From a plain reading of the statute that remains in place, though, this is little more than a tempest in a teapot. 2 U.S.C. section 441e prohibits foreign principals, including corporations organized under foreign law, from either “directly” or “indirectly” involving themselves in the U.S. electoral process, either through direct contributions to candidates or “independent expenditures” in support of candidates. While the Citizens United ruling said that the ban on corporate independent expenditures was a violation of the First Amendment, it did nothing to touch this prohibition on foreign participation. If a foreign corporation sought to circumvent the direct ban by indirectly, through the use of a U.S. subsidiary, doing what the statute prohibited directly, the statute would consider that an illegal act.  
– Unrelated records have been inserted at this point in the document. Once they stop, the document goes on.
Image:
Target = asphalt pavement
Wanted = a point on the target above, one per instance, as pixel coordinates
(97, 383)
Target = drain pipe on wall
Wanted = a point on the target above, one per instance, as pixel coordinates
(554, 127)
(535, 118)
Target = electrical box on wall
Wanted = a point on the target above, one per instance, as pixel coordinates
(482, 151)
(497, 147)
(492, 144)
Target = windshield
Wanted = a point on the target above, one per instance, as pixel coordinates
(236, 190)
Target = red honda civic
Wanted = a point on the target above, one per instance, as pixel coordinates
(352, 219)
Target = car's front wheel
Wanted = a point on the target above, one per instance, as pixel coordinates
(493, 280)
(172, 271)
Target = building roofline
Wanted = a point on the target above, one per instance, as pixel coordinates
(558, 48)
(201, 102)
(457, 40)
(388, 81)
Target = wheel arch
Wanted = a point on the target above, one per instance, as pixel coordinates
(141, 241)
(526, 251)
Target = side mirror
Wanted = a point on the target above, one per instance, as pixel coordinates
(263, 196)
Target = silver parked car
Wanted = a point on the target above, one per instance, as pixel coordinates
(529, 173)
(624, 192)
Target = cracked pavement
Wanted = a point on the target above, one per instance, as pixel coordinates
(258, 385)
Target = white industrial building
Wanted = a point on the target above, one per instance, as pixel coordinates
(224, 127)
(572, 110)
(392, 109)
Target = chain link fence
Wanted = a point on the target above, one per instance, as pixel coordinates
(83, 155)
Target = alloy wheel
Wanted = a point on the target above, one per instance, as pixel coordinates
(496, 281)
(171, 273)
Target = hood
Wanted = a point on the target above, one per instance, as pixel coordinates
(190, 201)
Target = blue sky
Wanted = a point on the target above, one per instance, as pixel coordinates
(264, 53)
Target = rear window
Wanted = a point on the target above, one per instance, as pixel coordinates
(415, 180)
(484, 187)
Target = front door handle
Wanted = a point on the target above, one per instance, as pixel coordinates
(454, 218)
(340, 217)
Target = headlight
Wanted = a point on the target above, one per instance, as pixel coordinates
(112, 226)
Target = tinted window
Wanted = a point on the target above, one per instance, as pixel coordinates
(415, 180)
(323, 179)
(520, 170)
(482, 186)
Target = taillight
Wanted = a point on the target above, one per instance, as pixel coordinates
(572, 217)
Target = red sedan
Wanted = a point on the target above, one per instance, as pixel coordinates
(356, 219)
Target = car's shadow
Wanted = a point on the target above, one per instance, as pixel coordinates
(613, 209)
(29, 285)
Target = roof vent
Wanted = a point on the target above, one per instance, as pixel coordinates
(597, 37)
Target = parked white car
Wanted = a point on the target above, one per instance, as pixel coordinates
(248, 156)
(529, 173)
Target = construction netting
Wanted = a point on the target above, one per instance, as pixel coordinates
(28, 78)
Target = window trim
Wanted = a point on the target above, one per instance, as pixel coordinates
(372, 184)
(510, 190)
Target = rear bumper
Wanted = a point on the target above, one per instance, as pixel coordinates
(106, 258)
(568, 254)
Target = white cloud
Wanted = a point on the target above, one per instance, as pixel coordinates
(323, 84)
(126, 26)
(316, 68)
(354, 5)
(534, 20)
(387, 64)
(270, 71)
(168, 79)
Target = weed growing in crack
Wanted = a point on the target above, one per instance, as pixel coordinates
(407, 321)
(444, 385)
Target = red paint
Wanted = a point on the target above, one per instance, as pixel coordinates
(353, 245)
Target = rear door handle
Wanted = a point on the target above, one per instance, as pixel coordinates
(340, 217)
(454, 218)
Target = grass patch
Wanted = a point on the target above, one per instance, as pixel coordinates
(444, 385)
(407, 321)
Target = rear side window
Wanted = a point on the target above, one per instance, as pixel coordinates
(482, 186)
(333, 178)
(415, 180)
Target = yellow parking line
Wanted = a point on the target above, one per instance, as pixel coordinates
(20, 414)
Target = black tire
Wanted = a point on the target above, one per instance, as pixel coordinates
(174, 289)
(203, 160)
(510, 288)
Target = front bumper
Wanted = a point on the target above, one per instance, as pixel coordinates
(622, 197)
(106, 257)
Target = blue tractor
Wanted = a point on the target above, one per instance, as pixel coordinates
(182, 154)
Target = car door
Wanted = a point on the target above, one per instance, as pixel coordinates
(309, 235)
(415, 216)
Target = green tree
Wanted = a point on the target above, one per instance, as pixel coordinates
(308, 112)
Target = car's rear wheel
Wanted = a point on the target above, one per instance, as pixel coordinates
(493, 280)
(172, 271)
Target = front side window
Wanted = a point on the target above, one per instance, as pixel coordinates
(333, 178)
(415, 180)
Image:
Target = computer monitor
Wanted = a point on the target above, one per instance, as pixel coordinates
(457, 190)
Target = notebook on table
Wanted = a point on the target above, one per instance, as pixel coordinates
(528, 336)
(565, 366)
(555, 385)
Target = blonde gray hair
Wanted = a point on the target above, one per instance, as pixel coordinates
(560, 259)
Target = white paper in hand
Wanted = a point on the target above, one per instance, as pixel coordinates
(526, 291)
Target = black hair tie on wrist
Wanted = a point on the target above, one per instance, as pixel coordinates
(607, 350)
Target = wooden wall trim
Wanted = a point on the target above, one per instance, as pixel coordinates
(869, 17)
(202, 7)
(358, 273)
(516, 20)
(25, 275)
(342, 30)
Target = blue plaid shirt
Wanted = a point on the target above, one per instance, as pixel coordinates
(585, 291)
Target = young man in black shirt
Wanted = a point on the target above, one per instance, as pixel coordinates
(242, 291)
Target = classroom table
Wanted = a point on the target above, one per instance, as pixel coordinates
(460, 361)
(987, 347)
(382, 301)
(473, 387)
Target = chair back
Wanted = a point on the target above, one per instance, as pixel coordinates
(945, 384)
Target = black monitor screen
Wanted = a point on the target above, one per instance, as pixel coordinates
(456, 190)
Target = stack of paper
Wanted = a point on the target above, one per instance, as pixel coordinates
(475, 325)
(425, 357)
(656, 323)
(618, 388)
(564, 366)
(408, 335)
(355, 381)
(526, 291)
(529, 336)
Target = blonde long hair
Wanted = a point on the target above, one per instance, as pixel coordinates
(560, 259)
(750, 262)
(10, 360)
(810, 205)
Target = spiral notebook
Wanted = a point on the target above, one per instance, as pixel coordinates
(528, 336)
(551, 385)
As Brad Smith points out, the FEC regulations expressly prohibit such acts, stipulating that a

foreign national shall not direct, dictate, control, or directly or indirectly participate in the decision making process of any person, such as a corporation, labor organization, political committee, or political organization with regard to such person’s Federal or non-Federal election-related activities, such as decisions concerning the making of contributions, donations, expenditures, or disbursements in connection with elections for any Federal, State, or local office or decisions concerning the administration of a political committee.

In other words, there is no loophole in play — FEC regulations already contemplate the problem and deal with it. It is only where a U.S. subsidiary makes a decision without any input whatsoever from its foreign parent that such an act might be protected.